There are no significant copper deposits to make brass in Ghana, so the brass and copper used was imported either from European coastal trade or via trans-Saharan trade, either in sheet form already, or in metal manilas that were then melted and beaten by native metalworkers.
The Akan are a broad group largely based in Ghana of which the Asante (Ashanti) are a sub-group. Much of the wealth of the Akan came from trade in gold dust. They sourced the gold dust by panning the rivers for gold and by sluicing soil known to hold gold dust. The fact that most of the gold found in Akan lands was in the form of tiny particles (rather than say nuggets or seams) meant that a whole range of implements and containers adept at handling and storing gold dust were evolved. The gold dust was sold to traders from outside the region but also was used as a currency among the Akan.

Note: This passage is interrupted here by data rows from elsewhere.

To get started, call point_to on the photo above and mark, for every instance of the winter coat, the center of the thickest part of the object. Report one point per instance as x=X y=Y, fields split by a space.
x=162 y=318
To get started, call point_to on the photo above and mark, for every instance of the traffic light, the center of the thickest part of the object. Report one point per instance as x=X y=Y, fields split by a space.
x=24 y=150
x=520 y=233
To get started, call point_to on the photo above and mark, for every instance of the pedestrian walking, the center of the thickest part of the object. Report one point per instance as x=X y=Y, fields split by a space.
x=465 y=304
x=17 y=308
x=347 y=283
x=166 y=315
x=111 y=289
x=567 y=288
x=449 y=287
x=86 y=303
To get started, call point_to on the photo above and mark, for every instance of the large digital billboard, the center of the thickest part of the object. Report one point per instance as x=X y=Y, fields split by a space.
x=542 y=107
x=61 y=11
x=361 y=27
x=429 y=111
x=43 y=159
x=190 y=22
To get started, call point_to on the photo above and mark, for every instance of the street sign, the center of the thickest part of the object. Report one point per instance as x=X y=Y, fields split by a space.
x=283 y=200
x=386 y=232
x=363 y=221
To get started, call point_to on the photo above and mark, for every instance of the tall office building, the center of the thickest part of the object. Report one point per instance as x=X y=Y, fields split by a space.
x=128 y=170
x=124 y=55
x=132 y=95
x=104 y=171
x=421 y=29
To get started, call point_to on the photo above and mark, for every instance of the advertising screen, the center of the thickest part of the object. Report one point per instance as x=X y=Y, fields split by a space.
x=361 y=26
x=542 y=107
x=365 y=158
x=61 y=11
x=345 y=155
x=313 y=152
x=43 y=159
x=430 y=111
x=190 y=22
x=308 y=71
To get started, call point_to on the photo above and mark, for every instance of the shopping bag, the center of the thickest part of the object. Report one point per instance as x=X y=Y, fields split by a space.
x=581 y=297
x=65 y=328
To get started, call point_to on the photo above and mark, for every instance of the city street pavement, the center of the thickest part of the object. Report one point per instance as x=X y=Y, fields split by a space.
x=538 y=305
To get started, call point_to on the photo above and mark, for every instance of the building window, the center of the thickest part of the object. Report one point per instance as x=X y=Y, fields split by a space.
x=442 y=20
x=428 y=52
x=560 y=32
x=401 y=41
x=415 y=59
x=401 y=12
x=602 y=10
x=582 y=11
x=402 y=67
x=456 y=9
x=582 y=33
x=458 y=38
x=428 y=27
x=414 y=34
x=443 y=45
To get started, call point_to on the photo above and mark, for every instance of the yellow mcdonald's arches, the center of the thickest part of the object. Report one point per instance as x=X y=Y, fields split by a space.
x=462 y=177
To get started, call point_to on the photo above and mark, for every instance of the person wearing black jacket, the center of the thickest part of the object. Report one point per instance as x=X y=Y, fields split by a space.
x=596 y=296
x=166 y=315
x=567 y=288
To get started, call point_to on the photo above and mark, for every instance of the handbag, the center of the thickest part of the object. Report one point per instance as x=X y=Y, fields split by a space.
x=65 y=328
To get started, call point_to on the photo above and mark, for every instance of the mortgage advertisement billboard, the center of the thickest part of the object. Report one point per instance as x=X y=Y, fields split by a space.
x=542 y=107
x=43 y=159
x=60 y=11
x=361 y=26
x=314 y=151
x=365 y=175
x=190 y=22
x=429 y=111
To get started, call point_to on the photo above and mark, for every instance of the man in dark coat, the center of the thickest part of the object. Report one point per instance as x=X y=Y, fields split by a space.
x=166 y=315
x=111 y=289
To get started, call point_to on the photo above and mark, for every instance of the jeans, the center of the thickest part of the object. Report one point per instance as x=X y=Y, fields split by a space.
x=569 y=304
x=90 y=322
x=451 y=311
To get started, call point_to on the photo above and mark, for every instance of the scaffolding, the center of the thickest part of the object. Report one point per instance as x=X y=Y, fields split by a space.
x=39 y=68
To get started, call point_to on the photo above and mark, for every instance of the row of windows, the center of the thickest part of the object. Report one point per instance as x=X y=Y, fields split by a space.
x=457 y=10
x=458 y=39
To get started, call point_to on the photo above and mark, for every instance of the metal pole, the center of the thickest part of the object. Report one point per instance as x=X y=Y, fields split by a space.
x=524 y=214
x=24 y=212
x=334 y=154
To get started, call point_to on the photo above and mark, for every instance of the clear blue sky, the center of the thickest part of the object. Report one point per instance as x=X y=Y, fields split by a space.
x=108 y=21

Most forowa seem to come from the Asante regions of northern rather than southern Ghana and so probably are the work of Asante metalworkers.
The forowa container here is in excellent condition with clear and obvious age.
References
Cole, H. M. & D. H. Ross, The Arts of Ghana, Regents of the University of California, 1977.
Falgayrettes-Leveau, C., et al, Ghana: Hier et Aujourd’hui/Yesterday and Today, Musee Dapper, 2003.
Phillips, T., African Goldweights: Miniature Sculptures from Ghana 1400-1900, Edition Hansjorg Mayer, 2010.
Walker, R.A. (ed.), The Power of Gold: Asante Royal Regalia from Ghana, Dallas Museum of Art, 2018.